Struggling with Anxiety over ALS

InkedMama

Well-known member
I am sooo up and down with all this. I apologize for my freaking out thread but I am sooo sick of hearing about ALS stuff on here. I know were all scared out of our minds.Here I am at 11 months wondering if I should go BACK to a neurologist and have ANOTHER EMG. I have been widespread fasciculating with NO SIGNS OF WEAKNESS or ATROPHY that I am aware of. After reading all these anxiety filled posts I feel like I am at route number 1 again and I need to go surfing neuro's and do another EMG. I had been doing SO fine until this stressful time lately and my symptoms have FLARED. Actually today I have had some rest and yesterday it hasnt been so bad. I get the random hit n runs that I have a hard time pointing out to people.
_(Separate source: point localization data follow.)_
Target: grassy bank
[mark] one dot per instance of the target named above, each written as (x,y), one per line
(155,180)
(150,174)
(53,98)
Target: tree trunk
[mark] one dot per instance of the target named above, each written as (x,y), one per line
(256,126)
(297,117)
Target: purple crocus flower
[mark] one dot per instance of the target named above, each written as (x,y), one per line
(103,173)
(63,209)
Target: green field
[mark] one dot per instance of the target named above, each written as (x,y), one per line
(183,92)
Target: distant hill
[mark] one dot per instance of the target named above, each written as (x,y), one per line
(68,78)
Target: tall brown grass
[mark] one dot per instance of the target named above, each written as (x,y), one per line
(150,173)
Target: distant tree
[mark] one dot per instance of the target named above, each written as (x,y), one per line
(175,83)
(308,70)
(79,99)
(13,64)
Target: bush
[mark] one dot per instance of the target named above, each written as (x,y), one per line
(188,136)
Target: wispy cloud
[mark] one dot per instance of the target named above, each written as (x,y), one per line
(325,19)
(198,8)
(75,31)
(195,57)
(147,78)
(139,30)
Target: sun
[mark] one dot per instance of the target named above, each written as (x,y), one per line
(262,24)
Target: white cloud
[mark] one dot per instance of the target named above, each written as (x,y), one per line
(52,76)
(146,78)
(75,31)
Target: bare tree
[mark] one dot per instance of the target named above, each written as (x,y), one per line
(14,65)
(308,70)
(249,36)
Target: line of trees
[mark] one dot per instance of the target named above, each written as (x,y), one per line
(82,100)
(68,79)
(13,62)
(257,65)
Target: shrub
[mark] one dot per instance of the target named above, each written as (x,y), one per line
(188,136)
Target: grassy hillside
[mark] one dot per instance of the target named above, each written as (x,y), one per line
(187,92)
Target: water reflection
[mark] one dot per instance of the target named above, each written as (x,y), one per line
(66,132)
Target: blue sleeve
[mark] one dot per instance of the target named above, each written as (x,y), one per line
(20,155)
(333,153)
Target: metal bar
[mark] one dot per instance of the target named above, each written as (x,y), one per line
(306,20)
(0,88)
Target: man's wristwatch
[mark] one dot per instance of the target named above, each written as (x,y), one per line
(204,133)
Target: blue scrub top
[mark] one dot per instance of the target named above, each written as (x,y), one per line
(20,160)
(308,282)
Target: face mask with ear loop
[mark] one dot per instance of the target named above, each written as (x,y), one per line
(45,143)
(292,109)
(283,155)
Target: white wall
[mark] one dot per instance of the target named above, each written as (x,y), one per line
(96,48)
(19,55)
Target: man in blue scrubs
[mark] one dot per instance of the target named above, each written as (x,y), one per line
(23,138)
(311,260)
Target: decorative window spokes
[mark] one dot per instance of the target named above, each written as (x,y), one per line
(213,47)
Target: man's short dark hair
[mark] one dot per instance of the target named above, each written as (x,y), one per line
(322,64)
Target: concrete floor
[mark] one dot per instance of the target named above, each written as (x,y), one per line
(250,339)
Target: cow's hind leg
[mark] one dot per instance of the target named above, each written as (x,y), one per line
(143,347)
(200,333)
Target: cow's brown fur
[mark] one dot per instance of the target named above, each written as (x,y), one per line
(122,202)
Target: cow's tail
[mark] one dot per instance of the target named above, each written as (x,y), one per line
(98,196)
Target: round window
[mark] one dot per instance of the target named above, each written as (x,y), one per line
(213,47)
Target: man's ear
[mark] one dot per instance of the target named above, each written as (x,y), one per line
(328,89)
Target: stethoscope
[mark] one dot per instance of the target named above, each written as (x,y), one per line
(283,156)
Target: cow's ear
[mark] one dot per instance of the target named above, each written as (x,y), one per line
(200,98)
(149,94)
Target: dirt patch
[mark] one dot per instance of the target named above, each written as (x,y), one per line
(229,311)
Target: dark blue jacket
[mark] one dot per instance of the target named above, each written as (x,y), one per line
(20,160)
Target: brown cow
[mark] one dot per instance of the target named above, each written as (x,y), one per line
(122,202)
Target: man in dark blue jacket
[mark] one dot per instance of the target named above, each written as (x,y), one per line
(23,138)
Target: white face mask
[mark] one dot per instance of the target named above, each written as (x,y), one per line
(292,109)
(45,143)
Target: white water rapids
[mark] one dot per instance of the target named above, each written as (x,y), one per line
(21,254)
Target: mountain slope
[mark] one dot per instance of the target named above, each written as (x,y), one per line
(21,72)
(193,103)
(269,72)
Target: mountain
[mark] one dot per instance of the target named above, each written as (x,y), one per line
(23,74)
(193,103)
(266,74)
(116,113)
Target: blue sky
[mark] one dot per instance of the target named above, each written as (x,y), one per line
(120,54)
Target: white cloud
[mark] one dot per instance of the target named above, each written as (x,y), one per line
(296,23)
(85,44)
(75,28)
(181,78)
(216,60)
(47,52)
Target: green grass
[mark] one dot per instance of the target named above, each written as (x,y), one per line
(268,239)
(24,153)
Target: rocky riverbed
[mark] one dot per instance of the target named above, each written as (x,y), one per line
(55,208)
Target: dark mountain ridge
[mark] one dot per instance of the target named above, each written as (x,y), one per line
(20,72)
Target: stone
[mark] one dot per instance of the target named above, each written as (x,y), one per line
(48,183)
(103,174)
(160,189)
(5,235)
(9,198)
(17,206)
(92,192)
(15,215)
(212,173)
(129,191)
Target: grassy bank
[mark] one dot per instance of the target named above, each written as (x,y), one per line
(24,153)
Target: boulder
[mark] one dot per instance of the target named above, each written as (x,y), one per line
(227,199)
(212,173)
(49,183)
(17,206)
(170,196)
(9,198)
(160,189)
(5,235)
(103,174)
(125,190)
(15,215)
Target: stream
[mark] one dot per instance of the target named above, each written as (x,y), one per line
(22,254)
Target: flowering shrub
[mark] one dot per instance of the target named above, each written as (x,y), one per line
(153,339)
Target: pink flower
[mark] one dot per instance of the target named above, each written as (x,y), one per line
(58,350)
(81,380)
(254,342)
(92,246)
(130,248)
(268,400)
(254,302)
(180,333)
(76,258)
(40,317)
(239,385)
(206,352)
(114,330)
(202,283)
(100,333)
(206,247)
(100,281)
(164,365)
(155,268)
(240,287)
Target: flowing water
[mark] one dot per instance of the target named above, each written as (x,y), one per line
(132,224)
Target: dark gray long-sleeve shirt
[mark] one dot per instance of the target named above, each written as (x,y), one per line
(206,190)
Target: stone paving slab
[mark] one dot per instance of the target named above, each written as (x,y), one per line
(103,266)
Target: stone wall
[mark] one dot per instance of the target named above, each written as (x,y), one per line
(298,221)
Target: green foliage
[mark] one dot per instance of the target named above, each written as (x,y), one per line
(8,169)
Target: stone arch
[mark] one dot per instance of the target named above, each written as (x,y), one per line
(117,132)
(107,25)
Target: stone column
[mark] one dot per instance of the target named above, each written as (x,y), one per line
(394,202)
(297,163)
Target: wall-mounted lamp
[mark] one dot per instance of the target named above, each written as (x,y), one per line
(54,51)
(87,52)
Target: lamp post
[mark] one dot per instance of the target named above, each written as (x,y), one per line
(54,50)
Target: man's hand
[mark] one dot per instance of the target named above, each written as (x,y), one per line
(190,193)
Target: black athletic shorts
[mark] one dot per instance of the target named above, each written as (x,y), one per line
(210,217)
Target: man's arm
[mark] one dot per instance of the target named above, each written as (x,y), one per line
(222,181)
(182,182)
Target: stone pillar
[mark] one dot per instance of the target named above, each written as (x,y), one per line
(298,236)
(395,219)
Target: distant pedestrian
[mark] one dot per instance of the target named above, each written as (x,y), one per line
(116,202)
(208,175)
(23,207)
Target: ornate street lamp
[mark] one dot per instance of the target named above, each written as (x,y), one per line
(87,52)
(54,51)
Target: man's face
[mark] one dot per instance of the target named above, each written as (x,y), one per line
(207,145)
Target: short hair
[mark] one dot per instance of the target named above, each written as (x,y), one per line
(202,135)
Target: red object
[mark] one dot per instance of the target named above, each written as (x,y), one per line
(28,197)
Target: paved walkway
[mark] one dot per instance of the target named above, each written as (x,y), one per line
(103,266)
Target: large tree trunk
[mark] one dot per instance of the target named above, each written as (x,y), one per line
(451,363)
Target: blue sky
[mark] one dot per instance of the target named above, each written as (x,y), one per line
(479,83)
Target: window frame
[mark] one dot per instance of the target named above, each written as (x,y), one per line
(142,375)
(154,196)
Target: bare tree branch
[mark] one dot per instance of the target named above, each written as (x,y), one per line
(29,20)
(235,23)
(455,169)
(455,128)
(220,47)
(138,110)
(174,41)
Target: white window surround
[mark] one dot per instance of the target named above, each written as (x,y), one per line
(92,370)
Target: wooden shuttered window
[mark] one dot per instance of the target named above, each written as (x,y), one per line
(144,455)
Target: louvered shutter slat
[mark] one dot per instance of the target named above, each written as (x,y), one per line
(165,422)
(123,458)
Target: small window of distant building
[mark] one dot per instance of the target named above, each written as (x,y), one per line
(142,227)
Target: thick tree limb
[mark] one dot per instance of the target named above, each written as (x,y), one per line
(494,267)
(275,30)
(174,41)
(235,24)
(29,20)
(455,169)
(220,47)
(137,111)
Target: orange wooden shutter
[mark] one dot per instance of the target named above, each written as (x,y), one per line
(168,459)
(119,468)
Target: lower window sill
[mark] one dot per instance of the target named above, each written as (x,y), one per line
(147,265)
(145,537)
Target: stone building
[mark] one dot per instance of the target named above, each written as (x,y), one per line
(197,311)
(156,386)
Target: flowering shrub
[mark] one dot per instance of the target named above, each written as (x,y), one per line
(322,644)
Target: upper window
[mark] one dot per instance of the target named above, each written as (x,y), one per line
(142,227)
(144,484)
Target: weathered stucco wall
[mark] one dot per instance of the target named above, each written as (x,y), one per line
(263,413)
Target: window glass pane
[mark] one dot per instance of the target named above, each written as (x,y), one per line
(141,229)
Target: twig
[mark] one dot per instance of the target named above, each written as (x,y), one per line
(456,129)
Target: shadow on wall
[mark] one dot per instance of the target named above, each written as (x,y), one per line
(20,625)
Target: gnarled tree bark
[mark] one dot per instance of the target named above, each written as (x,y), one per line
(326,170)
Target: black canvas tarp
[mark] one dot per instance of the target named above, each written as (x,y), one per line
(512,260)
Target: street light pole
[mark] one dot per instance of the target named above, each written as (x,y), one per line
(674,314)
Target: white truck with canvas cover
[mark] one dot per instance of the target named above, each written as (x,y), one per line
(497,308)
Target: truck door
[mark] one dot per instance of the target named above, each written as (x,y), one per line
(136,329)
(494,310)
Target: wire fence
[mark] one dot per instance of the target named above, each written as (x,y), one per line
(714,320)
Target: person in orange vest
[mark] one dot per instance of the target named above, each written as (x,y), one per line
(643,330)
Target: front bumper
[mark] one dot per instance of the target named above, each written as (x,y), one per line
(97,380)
Sure I can see them but they happen so quick.My neuro did the EMG and assured me 110% I did NOT have ALS . I even posted my EMG on here *the report* and it look great and it said "NO EVIDENCE OF ANY NMD"....Right now I am just in such limbo and tired of this. I want where I was a few months ago when I wasnt doing this BFS searching all the time again. I apologize for my schizophrenia remarks on here and goodbyes and hello's I just dont know what to do...Arrrgghhh..11months into this??? do I start over and go to another neuro..what do I do??????People whom have seen neuro's and believe them esp als specs help me out here PLEASE.Lovely
 
Lovely, only you know truely how you feel, but if you are starting to have doubts again, maybe seeing a neuro one more time even just for a clinical exam is not a bad idea, if it is what it takes to getting you going in a positive direction, I would do it.